Czech Myositis Working Group (CMWG)
The Czech Myositis Working Group (CMWG) is a relatively young patient group, which was established in 2020 and operates under the umbrella of the Czech League Against Rheumatism. The Czech patient support group represents the interests of those affected with myositis and their relatives.
Czech League Against Rheumatism (CLAR)
The Czech League Against Rheumatism (CLAR) is voluntary, open, independent, non-political Czech association, and operates 30 years throughout the territory of the Czech Republic. It associates, educates and supports patients with rheumatic diseases, cooperates with doctors, health professionals and other partners.
The Diagnosegruppe Myositis (German patient support group for myositis) was established in 2012 as “Aktion Myositis” and joined 2014 the German Society for Neuromuscular Diseases (Deutsche Gesellschaft für Muskelkranke – DGM). The German patient support group represents the interests of those affected with myositis and their relatives. The activities of the group are planned and implemented by nine myositis-patients, two relatives and one myositis specialist as medical advisor.
Deutsche Gesellschaft für Muskelkranke (DGM)
The Deutsche Gesellschaft für Muskelkranke – DGM (German Society for Neuromuscular Diseases) is the largest and oldest German self-help organization for people with neuromuscular diseases and has almost 10.000 members. The association was founded in 1965 on the initiative of a mother of a ten-year-old child with Duchenne muscular dystrophy. Since then, the DGM has been promoting research into the various muscle diseases, some of which are very rare. Another important task of the DGM is to advise and support affected persons and their relatives in their everyday lives.
Swedish Myositis Working Group (Riksförening för myositsjukdomar)

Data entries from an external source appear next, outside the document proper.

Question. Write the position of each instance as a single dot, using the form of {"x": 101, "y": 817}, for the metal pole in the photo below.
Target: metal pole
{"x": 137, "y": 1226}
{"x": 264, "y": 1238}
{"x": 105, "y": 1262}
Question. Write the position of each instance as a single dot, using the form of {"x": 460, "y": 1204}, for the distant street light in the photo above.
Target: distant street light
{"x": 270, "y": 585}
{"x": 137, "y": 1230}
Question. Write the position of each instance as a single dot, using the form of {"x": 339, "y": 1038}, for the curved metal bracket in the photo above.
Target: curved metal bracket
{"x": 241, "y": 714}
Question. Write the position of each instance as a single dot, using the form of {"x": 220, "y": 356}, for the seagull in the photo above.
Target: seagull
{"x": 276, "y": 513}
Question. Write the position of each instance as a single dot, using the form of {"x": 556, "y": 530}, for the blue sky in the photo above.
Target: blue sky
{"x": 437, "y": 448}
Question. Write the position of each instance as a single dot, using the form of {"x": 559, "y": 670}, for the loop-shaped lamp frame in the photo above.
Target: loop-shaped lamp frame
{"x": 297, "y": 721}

The Swedish Myositis Working Group (Riksförening för myositsjukdomar) was established in 2020 under the umbrella organization, the Swedish Rheumatism Association, by a group of patients including two patient research partners. Our board consists of six patients, and we have a medical advisory board of two myositis experts. Our mission is to give support to myositis patients and their families, inform and raise awareness for the disease.
Swedish Rheumatism Association (Reumatikerförbundet)

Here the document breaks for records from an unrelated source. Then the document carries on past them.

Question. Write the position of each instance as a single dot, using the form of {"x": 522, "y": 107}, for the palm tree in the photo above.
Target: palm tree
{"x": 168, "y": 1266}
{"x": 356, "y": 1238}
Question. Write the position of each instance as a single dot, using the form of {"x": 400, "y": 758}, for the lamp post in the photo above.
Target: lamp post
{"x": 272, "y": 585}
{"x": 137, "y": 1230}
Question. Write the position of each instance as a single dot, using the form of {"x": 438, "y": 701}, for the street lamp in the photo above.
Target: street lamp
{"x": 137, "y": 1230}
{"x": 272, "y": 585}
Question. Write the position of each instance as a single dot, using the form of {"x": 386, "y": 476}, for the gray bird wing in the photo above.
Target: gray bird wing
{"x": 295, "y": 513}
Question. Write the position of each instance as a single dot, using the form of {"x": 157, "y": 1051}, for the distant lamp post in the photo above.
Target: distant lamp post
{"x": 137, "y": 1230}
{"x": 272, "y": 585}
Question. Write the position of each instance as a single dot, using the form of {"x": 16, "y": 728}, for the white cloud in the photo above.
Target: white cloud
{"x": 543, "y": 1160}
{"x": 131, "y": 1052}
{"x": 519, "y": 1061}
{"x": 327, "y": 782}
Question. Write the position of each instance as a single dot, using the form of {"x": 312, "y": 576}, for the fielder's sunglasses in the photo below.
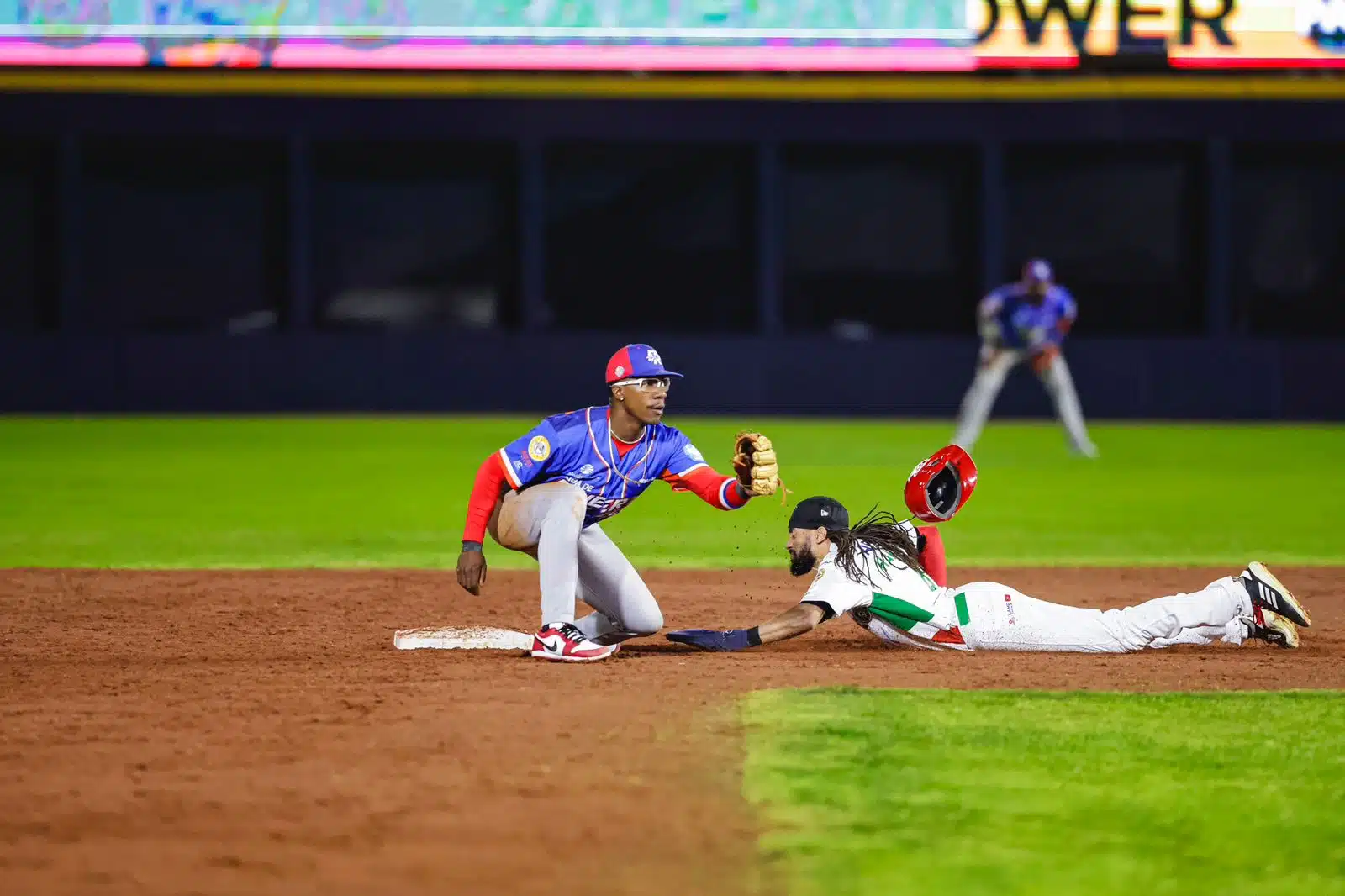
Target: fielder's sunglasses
{"x": 646, "y": 383}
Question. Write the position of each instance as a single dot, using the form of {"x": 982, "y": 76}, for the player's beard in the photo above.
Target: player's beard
{"x": 802, "y": 564}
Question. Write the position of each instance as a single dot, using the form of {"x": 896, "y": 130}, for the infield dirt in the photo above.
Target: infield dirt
{"x": 256, "y": 732}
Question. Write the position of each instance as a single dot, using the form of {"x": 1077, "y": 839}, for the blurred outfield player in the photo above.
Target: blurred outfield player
{"x": 545, "y": 494}
{"x": 873, "y": 572}
{"x": 1026, "y": 320}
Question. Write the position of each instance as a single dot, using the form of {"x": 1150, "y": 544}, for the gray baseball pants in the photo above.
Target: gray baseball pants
{"x": 576, "y": 564}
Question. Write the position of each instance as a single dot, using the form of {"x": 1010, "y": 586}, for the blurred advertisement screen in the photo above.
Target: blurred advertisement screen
{"x": 1190, "y": 34}
{"x": 708, "y": 35}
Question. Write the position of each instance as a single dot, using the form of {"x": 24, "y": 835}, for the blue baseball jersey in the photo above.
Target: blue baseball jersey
{"x": 578, "y": 447}
{"x": 1022, "y": 324}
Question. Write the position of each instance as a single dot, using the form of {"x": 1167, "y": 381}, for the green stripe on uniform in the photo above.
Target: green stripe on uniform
{"x": 889, "y": 606}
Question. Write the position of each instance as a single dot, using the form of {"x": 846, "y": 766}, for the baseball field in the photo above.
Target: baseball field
{"x": 199, "y": 692}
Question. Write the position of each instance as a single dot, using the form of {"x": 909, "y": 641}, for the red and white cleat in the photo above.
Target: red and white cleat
{"x": 562, "y": 642}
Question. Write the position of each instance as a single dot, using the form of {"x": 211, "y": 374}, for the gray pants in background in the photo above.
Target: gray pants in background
{"x": 990, "y": 380}
{"x": 546, "y": 522}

The Swedish Rheumatism Association (Reumatikerförbundet) covers all the rheumatic and autoimmune systemic diseases, the number of members is 40.000. The Research goals are: Reducing morbidity from rheumatic diseases, improving quality of life for people living with rheumatic diseases, Preventing rheumatic diseases.
Dutch Myositis Working Group (DMWG)
Dutch Myositis Working Group (DMWG) operates under the umbrella of Spierziekten Nederland. It was founded in 1982 and is run by 7 members, all patients representing several types of myositis. They are supported by staff of SN and 4 medical advisors with expert knowledge on myositis.

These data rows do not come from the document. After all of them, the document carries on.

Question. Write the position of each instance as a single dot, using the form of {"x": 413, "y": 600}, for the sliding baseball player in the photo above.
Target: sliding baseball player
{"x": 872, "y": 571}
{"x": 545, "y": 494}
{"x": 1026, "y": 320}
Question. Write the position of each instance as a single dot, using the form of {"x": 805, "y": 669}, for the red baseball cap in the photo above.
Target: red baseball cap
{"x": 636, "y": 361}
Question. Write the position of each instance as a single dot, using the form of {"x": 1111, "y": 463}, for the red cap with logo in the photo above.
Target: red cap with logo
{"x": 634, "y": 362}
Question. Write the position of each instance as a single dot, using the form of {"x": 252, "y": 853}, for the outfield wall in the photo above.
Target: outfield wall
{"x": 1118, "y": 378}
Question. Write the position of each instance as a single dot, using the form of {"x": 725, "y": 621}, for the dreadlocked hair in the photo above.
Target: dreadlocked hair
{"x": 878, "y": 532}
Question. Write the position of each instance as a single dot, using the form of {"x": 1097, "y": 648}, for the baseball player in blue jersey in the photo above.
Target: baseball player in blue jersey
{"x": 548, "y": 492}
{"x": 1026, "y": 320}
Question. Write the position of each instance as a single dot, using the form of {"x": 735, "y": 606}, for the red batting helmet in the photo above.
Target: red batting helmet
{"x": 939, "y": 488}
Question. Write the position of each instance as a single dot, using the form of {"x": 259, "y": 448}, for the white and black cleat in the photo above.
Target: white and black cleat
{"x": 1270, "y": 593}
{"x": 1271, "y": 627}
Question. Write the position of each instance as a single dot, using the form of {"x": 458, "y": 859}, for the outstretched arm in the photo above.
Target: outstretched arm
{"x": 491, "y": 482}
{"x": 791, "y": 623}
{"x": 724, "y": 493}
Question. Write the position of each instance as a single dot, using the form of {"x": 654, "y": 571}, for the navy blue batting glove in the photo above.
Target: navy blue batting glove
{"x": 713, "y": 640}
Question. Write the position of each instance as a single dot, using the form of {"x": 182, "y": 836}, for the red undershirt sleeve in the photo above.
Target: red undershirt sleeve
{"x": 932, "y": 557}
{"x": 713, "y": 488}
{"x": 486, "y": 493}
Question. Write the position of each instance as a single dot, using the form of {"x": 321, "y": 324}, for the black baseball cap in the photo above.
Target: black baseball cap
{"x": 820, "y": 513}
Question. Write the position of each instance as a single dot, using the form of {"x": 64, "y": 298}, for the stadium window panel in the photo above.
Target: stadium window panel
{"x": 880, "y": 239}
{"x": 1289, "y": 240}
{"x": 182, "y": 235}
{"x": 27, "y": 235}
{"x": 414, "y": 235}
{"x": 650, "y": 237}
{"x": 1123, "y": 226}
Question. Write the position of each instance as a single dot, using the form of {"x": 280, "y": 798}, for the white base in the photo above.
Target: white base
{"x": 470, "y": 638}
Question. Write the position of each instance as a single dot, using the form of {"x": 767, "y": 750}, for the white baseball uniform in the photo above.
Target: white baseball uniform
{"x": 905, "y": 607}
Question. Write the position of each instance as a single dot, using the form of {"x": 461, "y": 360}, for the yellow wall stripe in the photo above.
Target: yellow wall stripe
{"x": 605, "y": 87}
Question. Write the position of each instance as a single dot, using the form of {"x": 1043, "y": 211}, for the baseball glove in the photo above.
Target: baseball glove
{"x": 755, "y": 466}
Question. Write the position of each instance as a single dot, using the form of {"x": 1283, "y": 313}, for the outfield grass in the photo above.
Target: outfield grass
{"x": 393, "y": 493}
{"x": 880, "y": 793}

Spierziekten Nederland (Dutch Patient association for neuromuscular diseases)
Spierziekten Nederland or SN (Dutch Patient association for neuromuscular diseases), established in 1967, is the largest patient association for patients with NMDs in the country. SN aims to improve quality of care, to increase research, to educate and inform both patients and health care professionals and to advocate for and support patients and their families and carers. Spierziekten Nederland has 9.000 members and is financially supported by Prinses Beatrix Muscle Fund and Spieren voor Spieren.
Myositis UK is a registered charity supporting those affected by Myositis. It was formed in 1985 as a contact group for parents and guardians of children with Juvenile Dermatomyositis. By 1987 it evolved to include adults with Myositis. Although a small charity providing information on Myositis one of the main aims is to raise funding to enable them to fund research to improve diagnosis and treatments. Myositis UK has also been delighted to be sponsors of three of the GCOM meetings.
Myositis Support and Understanding Association (MSU)
Myositis Support and Understanding Association (MSU) is a patient-centered, all-volunteer, USA-based nonprofit organization empowering the Myositis Community through education, support, awareness, advocacy, access to research, and need-based financial assistance. MSU was founded in 2015 by Jerry Williams who fought for over 3 years for a true diagnosis of Myositis. MSU was created after identifying an unmet need for patient-centered programs and services and support for those living with Inflammatory myopathies. Our mission is to improve the lives of and empower those fighting myositis through education, support, awareness, advocacy, and access to research.